For the past 6-7 years I’ve been traveling a lot (about 90 days a year). So, it is only natural that I became better and better at coping with travel related stress. And when I say better I mean I discovered the tricks that minimize the stress associated with travel. Let’s face it: unless you work as pilot or something like this you are a lot more interested in what awaits you once you got off the plane than what you experienced during the flight.
So here are some tips in no particular orders.
1. Check-in online. Always!
Unless you always travel business or first class you should check-in online as soon as possible. Sometimes it is possible to choose the seats at booking time. But you should always be able to choose seats when checking-in online.
My personal preference is to get isle seats front of the plane. This way I can get in and out fast.
If you check-in online and you only have cabin luggage, than you can get to the airport as late as just 30 minutes before taking-off (at least here in Europe). This is handy when you have heavy traffic or you just over-slept.
2. Travel light
It takes lot of discipline and/or experience to pack only the things you really need. But once you start doing this you will get back precious time. The goal here is to not check in any luggage. This means that you don’t spend time waiting for your luggages nor being stressed out because your luggage didn’t make it to your final destination.
Tripit has mobile apps for all smartphones. It helps you to keep the most important aspects of your travel neatly organized and literally at your finger tip: a quick glance tell you when is your next flight, what airport terminal, what hotel and address you have to get to.
What’s eve more cool is that you can forward the booking confirmation you got from your airline or hotel to “firstname.lastname@example.org” and have the trip automatically added to your profile (you just have to send it from the email address you set for your Tripit account).
Personally, I set a rule in my email client to automatically forward all confirmations to Tripit.
If you’re using an iPhone you should give Passbook a try (I am sure Android users have something similar). Passbook keeps a virtual boarding pass at your finger tip: even if your phone is locked, a quick swipe on the Passbook notification icon will display the boarding pass. In most European airports this is all you need to get through the security and to board the aircraft.

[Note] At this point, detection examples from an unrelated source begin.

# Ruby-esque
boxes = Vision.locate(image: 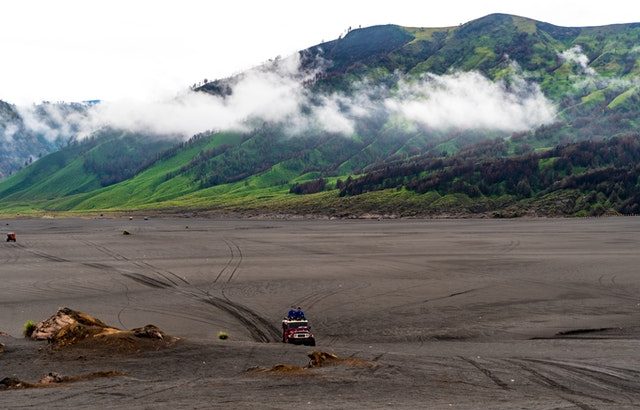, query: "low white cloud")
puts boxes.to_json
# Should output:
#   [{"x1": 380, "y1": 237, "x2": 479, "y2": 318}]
[
  {"x1": 385, "y1": 72, "x2": 556, "y2": 132},
  {"x1": 12, "y1": 54, "x2": 555, "y2": 140},
  {"x1": 558, "y1": 45, "x2": 596, "y2": 76}
]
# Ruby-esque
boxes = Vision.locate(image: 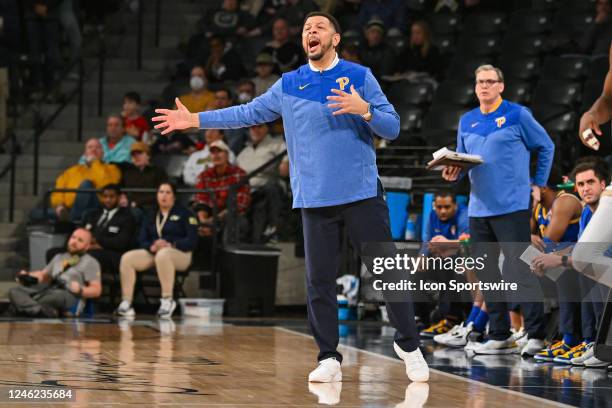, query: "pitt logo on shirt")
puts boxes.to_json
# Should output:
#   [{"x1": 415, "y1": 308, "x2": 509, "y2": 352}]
[{"x1": 336, "y1": 77, "x2": 349, "y2": 91}]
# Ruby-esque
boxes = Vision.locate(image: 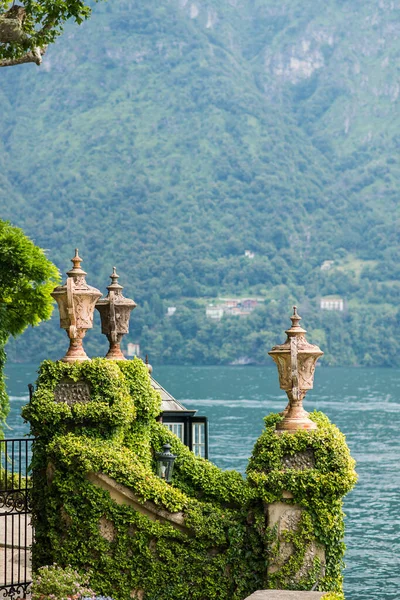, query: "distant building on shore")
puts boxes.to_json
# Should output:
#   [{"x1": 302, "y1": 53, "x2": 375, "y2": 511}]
[
  {"x1": 320, "y1": 260, "x2": 335, "y2": 271},
  {"x1": 319, "y1": 296, "x2": 345, "y2": 312},
  {"x1": 206, "y1": 304, "x2": 224, "y2": 321},
  {"x1": 206, "y1": 298, "x2": 262, "y2": 321}
]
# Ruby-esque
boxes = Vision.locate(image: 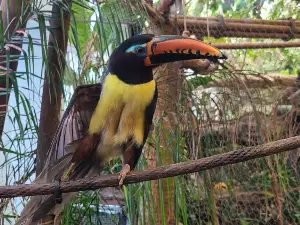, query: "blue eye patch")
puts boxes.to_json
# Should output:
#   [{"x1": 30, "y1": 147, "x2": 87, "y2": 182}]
[{"x1": 125, "y1": 44, "x2": 147, "y2": 56}]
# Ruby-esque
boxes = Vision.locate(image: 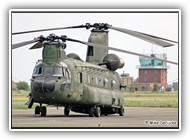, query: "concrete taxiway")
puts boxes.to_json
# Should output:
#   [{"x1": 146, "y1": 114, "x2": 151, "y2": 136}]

If you haven’t use it, you should know that in order to get a boarding pass into the app you actually have to use the air company mobile app to do the check in and once completed you should have the option to add the boarding pass to Passbook.
5. Best headset you can afford
Once you get onboard one of the biggest source of stress is the noise – engine and people. The only thing you can do to protect against this is to buy yourself a nice headset that has noise cancelation.
I’m using a Bose pair. It does an amazing job in keeping out the engine noise but the build quality is not the best. The fabric that covers the speakers can fall apart after less than two years.
6. Get on a frequent flyer program
If you fly frequently enough it makes sense to apply to a frequent flyer program. Do your research well and choose wise. You should know that not all programs are equal.
Once you accumulated enough miles to get status (silver, gold, platinum) you are going to enjoy benefits like: priority check-in, priority boarding, priority security check in, better seats & on-board service, free or miles-paid upgrades to the next class, free additional luggage allowance, improved customer service.
It might not look like much, but these things save you time (because you spend less time in line for example) and help minimize the stress. In case your flight gets canceled or delayed due to bad weather or some other unexpected incidents trust me when I say that if you have status the ground personnel will do their best to send you to your destination. When there are only 20 seats left in that other plane it’s really sweet to be on the VIP list. Most of the time they will not charge additional fees.
Another benefit of having status is that you get access to the airline’s airport lounges. If you are like most people thinking that this is great because of the free meals or drinks than you are wrong. It is about having a quiet environment for working or relaxing; it is about having cleaner rest rooms than the airport averages (including showers). The public restaurants or lounges are sometimes so noisy that you may regret you have ears; and don’t even get me started on rest rooms.
There are other things you can do but those are more a personal thing than general public advices. The last advice I have for you is that to polite and firm when you have to argue with the ground/airplane personnel. They have to deal with assholes every day; you have better chances to succeed with your request if you behave like a gentleman.
Of course this is true when you are not in a Ukrainian/Turkish airport :).